Cinco personas escribiendo la misma ruptura
En febrero de 1977, Fleetwood Mac publica un álbum escrito en medio de las rupturas que describe, y las canciones salen lo bastante pulidas como para esconder los moretones hasta la segunda escucha. Rumours se abre con Second Hand News como si el día fuera ordinario. No lo es. Lindsey Buckingham y Stevie Nicks han terminado. Christine McVie y John McVie han terminado. El matrimonio de Mick Fleetwood ha terminado. El grupo no, y ese es el hecho cruel y útil. Mantienen el ensayo. Mantienen la gira. Escriben la discusión y luego tienen que cantarla en la misma sala. Publicado el 4 de febrero de 1977, el disco suena, al principio, a sol de California. El sol está haciendo un trabajo. Ilumina una escena que nadie quiere fotografiada, y la fotografía es preciosa.
Las sesiones están sobre todo en el Record Plant de Sausalito durante 1976, producidas por el grupo con Ken Caillat y Richard Dashut.
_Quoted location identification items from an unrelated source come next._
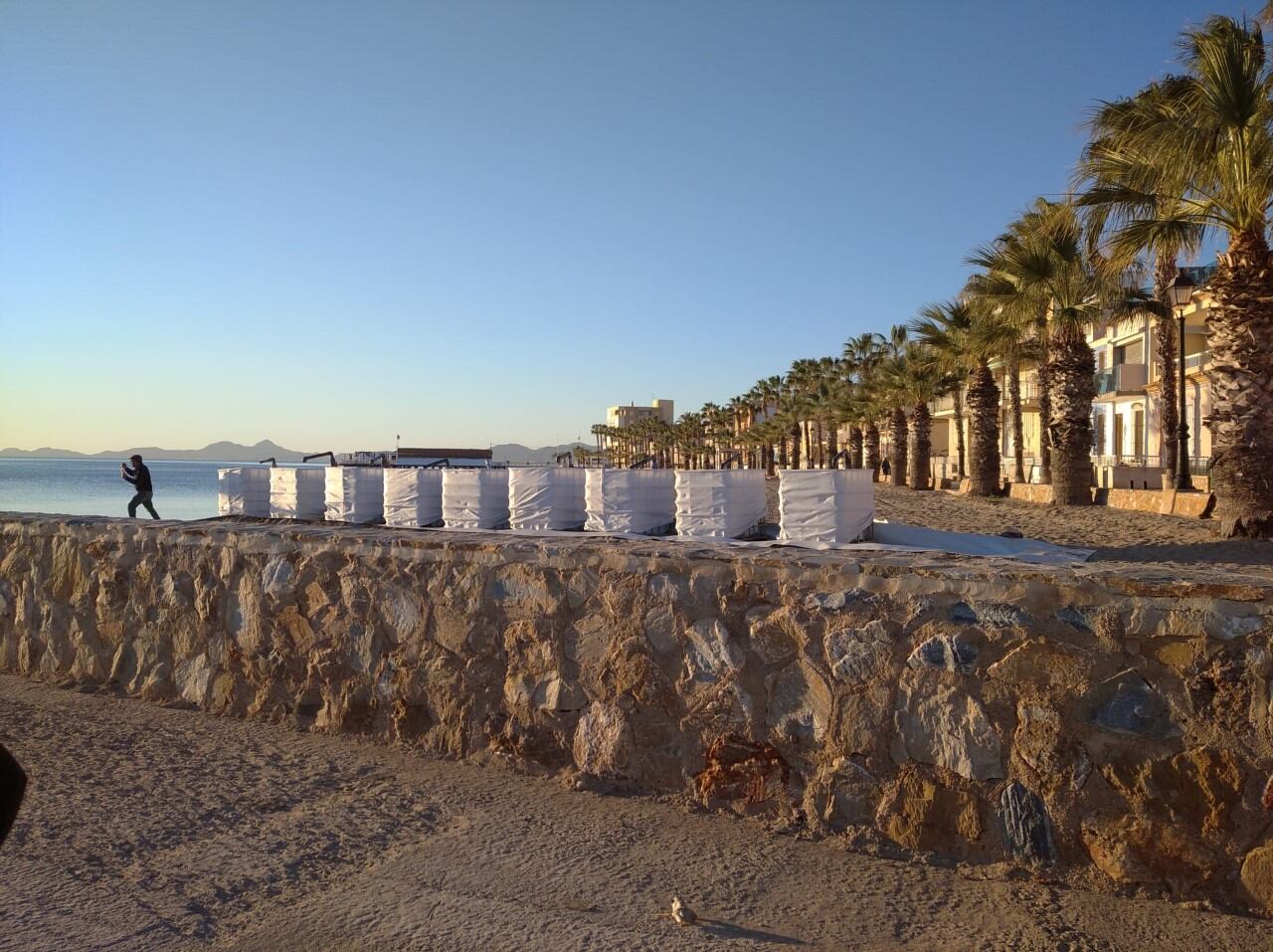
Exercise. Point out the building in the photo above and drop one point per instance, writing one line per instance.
(621, 417)
(417, 456)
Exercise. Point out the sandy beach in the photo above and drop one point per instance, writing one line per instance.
(159, 829)
(1187, 546)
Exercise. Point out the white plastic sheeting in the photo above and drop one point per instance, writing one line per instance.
(244, 490)
(631, 500)
(413, 497)
(825, 505)
(718, 503)
(475, 497)
(354, 492)
(545, 497)
(298, 494)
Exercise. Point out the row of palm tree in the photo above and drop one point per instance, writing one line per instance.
(1186, 158)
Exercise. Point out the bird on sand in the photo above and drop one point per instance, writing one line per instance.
(681, 912)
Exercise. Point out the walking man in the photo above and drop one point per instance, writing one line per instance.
(140, 477)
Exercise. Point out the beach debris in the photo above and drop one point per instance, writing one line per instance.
(682, 914)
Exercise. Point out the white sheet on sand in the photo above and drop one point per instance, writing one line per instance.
(889, 537)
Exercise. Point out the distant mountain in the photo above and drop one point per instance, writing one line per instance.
(223, 451)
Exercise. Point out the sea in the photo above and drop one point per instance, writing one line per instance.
(185, 488)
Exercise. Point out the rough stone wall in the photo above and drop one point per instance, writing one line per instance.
(1113, 728)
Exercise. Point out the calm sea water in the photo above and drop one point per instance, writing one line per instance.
(183, 488)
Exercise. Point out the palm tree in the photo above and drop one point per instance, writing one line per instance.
(945, 328)
(963, 342)
(1212, 130)
(917, 377)
(1009, 318)
(1048, 255)
(889, 374)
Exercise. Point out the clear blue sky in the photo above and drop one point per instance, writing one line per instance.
(469, 222)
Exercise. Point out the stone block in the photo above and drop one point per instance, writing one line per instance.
(923, 815)
(1026, 828)
(947, 728)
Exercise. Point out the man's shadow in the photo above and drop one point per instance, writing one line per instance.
(728, 930)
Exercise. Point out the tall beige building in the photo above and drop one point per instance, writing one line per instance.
(622, 417)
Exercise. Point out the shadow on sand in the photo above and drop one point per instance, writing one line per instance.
(728, 930)
(1226, 551)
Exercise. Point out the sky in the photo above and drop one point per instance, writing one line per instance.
(486, 220)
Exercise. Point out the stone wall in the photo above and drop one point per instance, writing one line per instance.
(1109, 725)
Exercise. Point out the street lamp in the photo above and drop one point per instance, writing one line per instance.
(1182, 292)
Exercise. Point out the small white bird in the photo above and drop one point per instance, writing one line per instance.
(681, 912)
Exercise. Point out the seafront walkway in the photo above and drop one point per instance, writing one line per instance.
(151, 828)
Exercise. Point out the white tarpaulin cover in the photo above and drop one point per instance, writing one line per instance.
(244, 490)
(825, 505)
(718, 503)
(475, 497)
(298, 494)
(354, 492)
(631, 500)
(413, 496)
(545, 497)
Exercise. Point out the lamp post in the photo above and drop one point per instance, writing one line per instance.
(1182, 291)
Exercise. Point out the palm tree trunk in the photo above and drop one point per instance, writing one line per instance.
(872, 450)
(921, 447)
(898, 447)
(1044, 405)
(959, 431)
(983, 408)
(1167, 342)
(1018, 445)
(1240, 333)
(1073, 369)
(855, 447)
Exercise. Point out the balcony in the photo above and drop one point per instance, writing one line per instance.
(942, 405)
(1122, 378)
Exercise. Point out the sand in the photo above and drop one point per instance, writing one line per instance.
(153, 828)
(1184, 546)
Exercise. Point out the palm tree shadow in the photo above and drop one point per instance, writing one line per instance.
(728, 930)
(1218, 551)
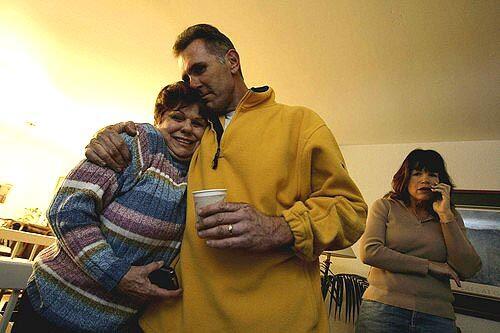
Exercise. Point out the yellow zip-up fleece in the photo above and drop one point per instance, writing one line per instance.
(284, 161)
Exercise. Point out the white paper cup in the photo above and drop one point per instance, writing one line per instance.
(207, 197)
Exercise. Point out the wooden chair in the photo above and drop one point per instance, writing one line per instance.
(21, 238)
(14, 272)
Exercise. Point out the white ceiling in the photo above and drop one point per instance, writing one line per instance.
(376, 71)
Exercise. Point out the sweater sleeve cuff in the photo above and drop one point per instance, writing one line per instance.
(115, 272)
(297, 219)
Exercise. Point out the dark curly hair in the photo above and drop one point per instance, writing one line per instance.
(174, 96)
(216, 42)
(420, 160)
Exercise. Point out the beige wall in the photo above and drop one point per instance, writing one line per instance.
(471, 164)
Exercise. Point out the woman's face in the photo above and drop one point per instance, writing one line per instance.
(182, 130)
(419, 186)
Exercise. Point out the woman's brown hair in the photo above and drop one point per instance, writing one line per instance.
(420, 160)
(175, 96)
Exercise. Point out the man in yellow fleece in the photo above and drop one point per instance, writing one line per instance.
(251, 264)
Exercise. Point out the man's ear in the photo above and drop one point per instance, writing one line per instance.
(233, 59)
La mezcla se alarga. Las noches también. Lo que sobrevive al retraso es un álbum pop cuyas juntas siguen visibles si sabes dónde mirar. Go Your Own Way es el lado de Buckingham, brillante y sin perdón. Dreams, que Nicks ha dicho que escribió en unos diez minutos, es la respuesta: no un grito, un pronóstico. Don’t Stop y You Make Loving Fun son de Christine, una mirando adelante, la otra ya en otra habitación. Gold Dust Woman es la versión nocturna de la misma historia, más lenta, menos interesada en caer bien. Songbird se grabó por el sonido de una sala de verdad, un piano y una voz con el aire dejado dentro. The Chain es la única canción acreditada a los cinco, y se gana el crédito: piezas separadas estiradas hasta que aguantan, la figura de bajo del medio haciendo de apretón de manos que nadie más podría fingir.
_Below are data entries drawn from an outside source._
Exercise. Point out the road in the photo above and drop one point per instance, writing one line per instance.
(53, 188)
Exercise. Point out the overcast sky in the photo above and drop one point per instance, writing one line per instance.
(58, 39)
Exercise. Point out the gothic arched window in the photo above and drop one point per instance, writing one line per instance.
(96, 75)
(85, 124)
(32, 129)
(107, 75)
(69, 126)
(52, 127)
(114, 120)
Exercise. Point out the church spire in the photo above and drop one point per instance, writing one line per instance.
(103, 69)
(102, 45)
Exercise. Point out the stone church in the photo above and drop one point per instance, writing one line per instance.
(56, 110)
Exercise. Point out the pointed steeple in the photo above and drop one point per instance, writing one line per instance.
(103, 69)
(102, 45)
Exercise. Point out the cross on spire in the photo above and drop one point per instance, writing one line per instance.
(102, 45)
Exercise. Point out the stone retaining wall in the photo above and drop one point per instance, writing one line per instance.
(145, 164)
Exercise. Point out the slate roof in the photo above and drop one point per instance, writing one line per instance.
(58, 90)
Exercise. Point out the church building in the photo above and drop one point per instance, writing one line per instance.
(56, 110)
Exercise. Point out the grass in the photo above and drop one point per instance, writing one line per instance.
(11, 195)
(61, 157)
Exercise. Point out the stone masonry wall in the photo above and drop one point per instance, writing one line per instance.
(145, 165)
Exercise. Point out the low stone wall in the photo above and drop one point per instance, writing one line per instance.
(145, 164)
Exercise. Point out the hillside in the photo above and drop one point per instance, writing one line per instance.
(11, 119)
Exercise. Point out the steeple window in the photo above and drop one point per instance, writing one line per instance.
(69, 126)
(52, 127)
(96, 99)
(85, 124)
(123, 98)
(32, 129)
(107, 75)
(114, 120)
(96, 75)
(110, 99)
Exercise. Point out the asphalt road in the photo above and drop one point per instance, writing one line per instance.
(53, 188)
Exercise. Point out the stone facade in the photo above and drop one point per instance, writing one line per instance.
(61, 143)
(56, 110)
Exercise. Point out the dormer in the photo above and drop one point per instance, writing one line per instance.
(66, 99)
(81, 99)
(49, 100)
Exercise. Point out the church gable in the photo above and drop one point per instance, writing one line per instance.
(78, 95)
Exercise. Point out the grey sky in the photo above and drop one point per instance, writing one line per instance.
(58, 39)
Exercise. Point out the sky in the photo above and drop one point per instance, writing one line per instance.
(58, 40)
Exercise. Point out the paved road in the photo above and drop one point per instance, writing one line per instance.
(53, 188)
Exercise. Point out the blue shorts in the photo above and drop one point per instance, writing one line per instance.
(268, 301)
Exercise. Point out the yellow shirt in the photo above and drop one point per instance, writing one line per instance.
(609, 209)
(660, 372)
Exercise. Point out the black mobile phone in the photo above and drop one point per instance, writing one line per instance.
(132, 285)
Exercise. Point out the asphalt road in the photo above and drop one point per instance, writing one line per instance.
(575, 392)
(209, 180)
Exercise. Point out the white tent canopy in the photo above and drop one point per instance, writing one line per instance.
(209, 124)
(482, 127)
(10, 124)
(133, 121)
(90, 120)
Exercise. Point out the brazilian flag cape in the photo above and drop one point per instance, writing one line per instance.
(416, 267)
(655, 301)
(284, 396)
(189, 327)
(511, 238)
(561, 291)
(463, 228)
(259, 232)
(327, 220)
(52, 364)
La armonía es el escándalo y la misericordia. Voces que ya no son una pareja se apilan como si lo fueran. Eso no es hipocresía. Es el oficio. Un grupo es una promesa sobre el tiempo, no sobre el romance, y este cumplió la promesa en público mientras las promesas privadas fallaban. La batería de Fleetwood guarda un reloj que no toma partido. El bajo de John McVie se niega a editorializar. Las canciones editorializan bastante. No hace falta una biografía para oír quién se va. Hace falta la biografía solo para saber que cada uno, por turno, era el que se iba.
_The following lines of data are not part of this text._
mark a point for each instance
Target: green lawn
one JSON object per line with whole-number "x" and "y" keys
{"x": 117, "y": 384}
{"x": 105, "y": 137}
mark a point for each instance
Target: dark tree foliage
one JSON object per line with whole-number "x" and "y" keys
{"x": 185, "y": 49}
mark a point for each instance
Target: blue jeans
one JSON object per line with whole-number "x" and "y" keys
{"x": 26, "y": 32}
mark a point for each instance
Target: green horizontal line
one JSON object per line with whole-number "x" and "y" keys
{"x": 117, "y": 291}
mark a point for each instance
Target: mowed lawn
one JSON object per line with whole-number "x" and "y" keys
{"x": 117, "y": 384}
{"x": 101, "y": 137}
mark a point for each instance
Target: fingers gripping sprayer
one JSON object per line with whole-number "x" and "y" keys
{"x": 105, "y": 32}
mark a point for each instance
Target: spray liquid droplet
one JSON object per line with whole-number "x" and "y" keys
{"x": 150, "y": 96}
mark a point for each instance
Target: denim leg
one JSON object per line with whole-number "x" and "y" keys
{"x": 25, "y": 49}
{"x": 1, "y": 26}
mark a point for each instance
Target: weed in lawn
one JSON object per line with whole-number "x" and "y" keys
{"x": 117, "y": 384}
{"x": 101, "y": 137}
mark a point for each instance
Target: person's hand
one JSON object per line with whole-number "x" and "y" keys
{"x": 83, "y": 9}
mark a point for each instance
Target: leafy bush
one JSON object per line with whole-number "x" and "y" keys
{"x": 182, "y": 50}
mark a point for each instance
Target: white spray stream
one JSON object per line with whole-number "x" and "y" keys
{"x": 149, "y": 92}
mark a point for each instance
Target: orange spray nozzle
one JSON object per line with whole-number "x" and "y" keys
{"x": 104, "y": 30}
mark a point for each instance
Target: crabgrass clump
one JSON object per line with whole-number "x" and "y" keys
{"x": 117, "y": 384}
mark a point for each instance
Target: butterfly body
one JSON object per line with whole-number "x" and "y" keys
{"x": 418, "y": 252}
I wrote Dreams in about ten minutes.
(Stevie Nicks, sobre la canción que respondía a Go Your Own Way)
El álbum gana el Grammy al álbum del año y se vende en cifras que convierten un culebrón en un mueble: el disco que la gente hereda, los coches de los padres, bandas de boda que no oyen la pelea debajo de Don’t Stop. Esa segunda vida no es un malentendido. El pop tiene derecho a sobrevivir a su ocasión. Lo que la ocasión les dio a estas canciones fue presión, y la presión es la razón de que los estribillos parezcan inevitables y no diseñados, aunque fueron diseñados al milímetro. Caillat y Dashut trajeron el brillo. El grupo trajo el tiempo. Ninguno de los dos habría bastado solo.
Pon Dreams y Go Your Own Way una detrás de la otra y no elijas un ganador. El álbum no lo hace. Deja las dos cartas en el mismo sobre, luego añade la de Christine, luego la cadena que impide que el sobre se abra en el correo. Cinco personas, un batería que no dejaba que el tempo se cayera, y un año en el que la amabilidad y la exactitud eran a menudo la misma frase. Rumours es esa frase, cantada afinada, lo cual es más difícil de lo que parece cuando la persona en el micrófono de al lado es la razón de que exista la letra.